Blood plasma, taken from patients who have recovered from COVID-19 and rich in antibodies, may offer benefits to those battling the disease. But the evidence has not been conclusive as to how it works or how best to administer it.
Many scientists and doctors believe that convalescent plasma might provide some benefit, but it is far from a breakthrough. It is rich in antibodies that could be useful in the fight against the coronavirus, but the evidence so far has not been conclusive as to its effectiveness, when it is given and in the dose needed.
In a letter describing the emergency clearance, FDA Chief Scientist Denise Hinton noted, “COVID-19 convalescent plasma should not be viewed as a new standard of care for treating patients with the disease. of COVID-19. Additional data will be provided. further analyzes and clinical trials underway and well controlled in the coming months. ”
The White House had become restless with the pace of plasma approval, but the slowing charges, which were presented without evidence, were just the latest attack by Trump’s team on “state bureaucracy.” deep”. White House Chief of Staff Mark Meadows did not go into specifics but said that “we have looked at a number of people who are not as diligent as they should be to get to the bottom. things “.
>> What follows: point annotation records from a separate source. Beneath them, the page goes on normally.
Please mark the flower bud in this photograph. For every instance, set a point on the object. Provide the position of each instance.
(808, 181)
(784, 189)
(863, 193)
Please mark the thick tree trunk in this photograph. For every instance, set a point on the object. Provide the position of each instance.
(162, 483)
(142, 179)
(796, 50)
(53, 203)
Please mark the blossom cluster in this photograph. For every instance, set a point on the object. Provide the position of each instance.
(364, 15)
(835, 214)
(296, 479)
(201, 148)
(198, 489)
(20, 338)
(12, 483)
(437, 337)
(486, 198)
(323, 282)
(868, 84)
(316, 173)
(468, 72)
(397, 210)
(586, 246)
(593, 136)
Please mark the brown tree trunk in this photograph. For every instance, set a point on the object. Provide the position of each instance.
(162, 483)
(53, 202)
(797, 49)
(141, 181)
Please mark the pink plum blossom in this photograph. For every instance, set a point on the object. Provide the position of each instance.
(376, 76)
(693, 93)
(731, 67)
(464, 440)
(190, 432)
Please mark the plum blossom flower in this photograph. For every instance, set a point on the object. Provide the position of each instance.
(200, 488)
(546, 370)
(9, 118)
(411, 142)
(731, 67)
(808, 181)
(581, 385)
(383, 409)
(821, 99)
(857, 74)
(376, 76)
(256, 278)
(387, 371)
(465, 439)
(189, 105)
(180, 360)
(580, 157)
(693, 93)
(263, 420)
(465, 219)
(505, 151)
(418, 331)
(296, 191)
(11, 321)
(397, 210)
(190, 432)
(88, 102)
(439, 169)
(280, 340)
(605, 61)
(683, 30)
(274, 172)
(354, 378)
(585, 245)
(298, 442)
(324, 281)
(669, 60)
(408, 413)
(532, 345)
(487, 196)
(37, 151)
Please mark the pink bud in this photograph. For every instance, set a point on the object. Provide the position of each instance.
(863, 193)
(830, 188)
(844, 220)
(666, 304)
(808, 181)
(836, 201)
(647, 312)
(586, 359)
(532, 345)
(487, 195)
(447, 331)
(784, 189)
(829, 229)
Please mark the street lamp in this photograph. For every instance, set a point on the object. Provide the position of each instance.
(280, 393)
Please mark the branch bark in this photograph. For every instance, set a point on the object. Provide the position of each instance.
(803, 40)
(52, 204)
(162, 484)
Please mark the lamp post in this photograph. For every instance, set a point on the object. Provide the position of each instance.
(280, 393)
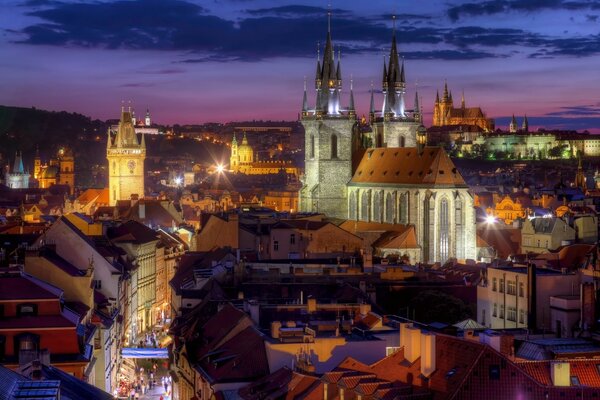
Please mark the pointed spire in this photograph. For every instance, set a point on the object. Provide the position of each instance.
(304, 99)
(402, 79)
(351, 105)
(513, 125)
(372, 105)
(384, 79)
(445, 95)
(338, 70)
(416, 108)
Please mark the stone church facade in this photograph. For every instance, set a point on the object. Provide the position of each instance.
(125, 154)
(388, 175)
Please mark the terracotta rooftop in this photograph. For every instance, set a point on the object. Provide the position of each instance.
(405, 166)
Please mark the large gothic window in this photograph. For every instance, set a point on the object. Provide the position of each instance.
(444, 230)
(426, 228)
(352, 209)
(403, 207)
(389, 208)
(459, 227)
(377, 206)
(364, 206)
(333, 146)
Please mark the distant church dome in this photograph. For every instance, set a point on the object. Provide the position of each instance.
(246, 154)
(50, 173)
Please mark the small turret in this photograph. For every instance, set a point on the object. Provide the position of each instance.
(421, 139)
(417, 109)
(304, 101)
(351, 109)
(513, 125)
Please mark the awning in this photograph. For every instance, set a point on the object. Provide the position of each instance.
(145, 352)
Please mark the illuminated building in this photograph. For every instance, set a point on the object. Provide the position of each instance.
(242, 161)
(126, 155)
(18, 178)
(444, 113)
(392, 177)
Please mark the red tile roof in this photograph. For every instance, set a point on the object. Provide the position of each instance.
(405, 166)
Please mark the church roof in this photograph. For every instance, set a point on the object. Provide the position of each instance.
(471, 112)
(405, 166)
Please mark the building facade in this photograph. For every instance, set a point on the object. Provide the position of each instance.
(444, 113)
(388, 176)
(125, 155)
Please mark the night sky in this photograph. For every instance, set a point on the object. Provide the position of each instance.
(194, 61)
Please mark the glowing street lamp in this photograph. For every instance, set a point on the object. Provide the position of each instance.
(490, 219)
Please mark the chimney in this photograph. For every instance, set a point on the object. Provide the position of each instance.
(275, 327)
(588, 301)
(311, 302)
(532, 293)
(561, 373)
(364, 309)
(404, 334)
(254, 309)
(427, 353)
(141, 210)
(412, 351)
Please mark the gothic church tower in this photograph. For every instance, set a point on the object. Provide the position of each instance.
(395, 126)
(126, 157)
(328, 141)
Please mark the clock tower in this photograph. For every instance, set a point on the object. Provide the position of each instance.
(125, 155)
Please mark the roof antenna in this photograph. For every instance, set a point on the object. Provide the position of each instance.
(329, 17)
(318, 51)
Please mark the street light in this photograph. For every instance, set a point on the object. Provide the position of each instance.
(490, 219)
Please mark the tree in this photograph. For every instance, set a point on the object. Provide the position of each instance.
(434, 305)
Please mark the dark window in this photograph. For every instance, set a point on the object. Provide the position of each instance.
(494, 372)
(26, 309)
(333, 146)
(2, 346)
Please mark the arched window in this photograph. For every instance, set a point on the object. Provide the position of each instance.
(426, 228)
(377, 206)
(403, 209)
(459, 227)
(444, 230)
(389, 208)
(333, 146)
(364, 206)
(352, 209)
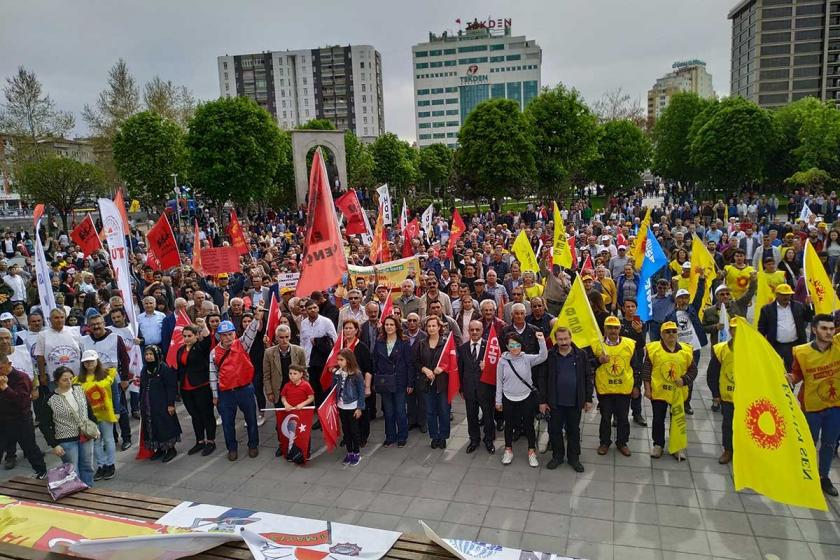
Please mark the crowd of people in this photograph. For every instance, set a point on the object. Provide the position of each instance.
(89, 375)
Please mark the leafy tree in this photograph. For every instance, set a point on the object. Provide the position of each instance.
(623, 154)
(63, 183)
(147, 150)
(731, 148)
(496, 157)
(234, 149)
(28, 111)
(564, 134)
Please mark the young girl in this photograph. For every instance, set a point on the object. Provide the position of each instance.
(350, 395)
(97, 382)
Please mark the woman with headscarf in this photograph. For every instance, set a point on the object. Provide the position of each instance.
(158, 388)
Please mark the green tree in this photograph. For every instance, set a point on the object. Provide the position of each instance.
(62, 183)
(623, 154)
(496, 155)
(147, 150)
(671, 137)
(234, 149)
(564, 133)
(731, 148)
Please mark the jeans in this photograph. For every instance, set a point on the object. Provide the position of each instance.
(396, 420)
(105, 448)
(81, 456)
(437, 414)
(825, 427)
(244, 399)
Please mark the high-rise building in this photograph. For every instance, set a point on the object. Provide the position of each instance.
(784, 50)
(454, 72)
(340, 84)
(689, 75)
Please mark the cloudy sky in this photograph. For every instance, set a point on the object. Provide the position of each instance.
(592, 45)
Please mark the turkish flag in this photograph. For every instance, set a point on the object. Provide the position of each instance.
(455, 232)
(328, 415)
(237, 237)
(448, 362)
(348, 204)
(323, 262)
(85, 236)
(163, 250)
(295, 428)
(492, 354)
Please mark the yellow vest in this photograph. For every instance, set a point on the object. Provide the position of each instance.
(667, 367)
(727, 370)
(821, 376)
(616, 376)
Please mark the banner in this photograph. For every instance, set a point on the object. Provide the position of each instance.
(216, 260)
(285, 536)
(86, 237)
(163, 249)
(112, 225)
(385, 203)
(775, 451)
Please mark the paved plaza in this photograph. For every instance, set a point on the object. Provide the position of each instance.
(625, 508)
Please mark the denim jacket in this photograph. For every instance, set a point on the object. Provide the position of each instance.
(352, 388)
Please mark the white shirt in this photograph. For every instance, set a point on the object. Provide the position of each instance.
(785, 326)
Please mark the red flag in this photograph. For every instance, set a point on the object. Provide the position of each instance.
(181, 321)
(455, 232)
(332, 361)
(323, 255)
(237, 237)
(163, 249)
(86, 237)
(294, 428)
(449, 363)
(328, 415)
(491, 357)
(348, 204)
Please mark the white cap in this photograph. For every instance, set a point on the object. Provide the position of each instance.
(90, 356)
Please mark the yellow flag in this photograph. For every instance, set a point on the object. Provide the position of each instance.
(819, 286)
(775, 453)
(562, 254)
(525, 253)
(577, 316)
(701, 260)
(637, 249)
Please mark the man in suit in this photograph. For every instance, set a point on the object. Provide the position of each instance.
(783, 323)
(476, 394)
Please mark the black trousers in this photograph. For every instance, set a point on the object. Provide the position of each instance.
(199, 405)
(614, 406)
(518, 413)
(484, 403)
(565, 419)
(22, 432)
(350, 429)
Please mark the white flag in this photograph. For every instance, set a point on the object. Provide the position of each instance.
(112, 223)
(42, 273)
(385, 202)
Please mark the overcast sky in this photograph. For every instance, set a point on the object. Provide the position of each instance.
(591, 45)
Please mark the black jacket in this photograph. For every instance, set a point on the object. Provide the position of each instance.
(546, 377)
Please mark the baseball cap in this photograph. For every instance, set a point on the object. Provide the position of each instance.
(90, 356)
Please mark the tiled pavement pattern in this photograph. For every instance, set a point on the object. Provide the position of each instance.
(625, 508)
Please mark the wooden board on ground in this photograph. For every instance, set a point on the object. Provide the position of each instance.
(410, 546)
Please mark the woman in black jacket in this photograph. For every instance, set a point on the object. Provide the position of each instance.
(158, 389)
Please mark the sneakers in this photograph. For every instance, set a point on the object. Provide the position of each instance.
(507, 458)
“This president wants to cut red tape,” Meadows said in an interview on This week on ABC. “He had to make sure they felt the heat. If they can’t see the light, they need to feel the heat because Americans are suffering. ”
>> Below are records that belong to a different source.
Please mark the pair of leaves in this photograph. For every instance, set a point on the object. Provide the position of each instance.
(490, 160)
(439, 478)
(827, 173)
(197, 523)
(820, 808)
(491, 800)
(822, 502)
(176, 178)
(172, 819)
The push on Sunday came a day after Trump tweeted fierce criticism of the process for dealing with the virus, which has killed more than 175,000 Americans and jeopardized his chance for reelection. The White House has invested vast resources in a fast-track vaccine development process, and Trump aides have bet it would be an “October surprise” that could help the president catch up on time. surveys.
“The deep state, or whoever, at the FDA, makes it very difficult for drug companies to get people to test vaccines and therapies,” Trump tweeted. “Obviously, they’re hoping to delay the response until November 3. You have to focus on speed and save lives! “
No strong evidence of effectiveness
Earlier this month, researchers at the Mayo Clinic reported a strong clue that blood plasma from COVID-19 survivors is helping other infected patients recover. But it was not considered proof.
More than 70,000 patients in the United States have received convalescent plasma, a century-old approach to fighting influenza and measles ahead of vaccines. It’s a go-to tactic when new diseases appear, and history suggests that it works against some infections, but not all.
There is not yet strong evidence that it fights the coronavirus and, if so, how to best use it.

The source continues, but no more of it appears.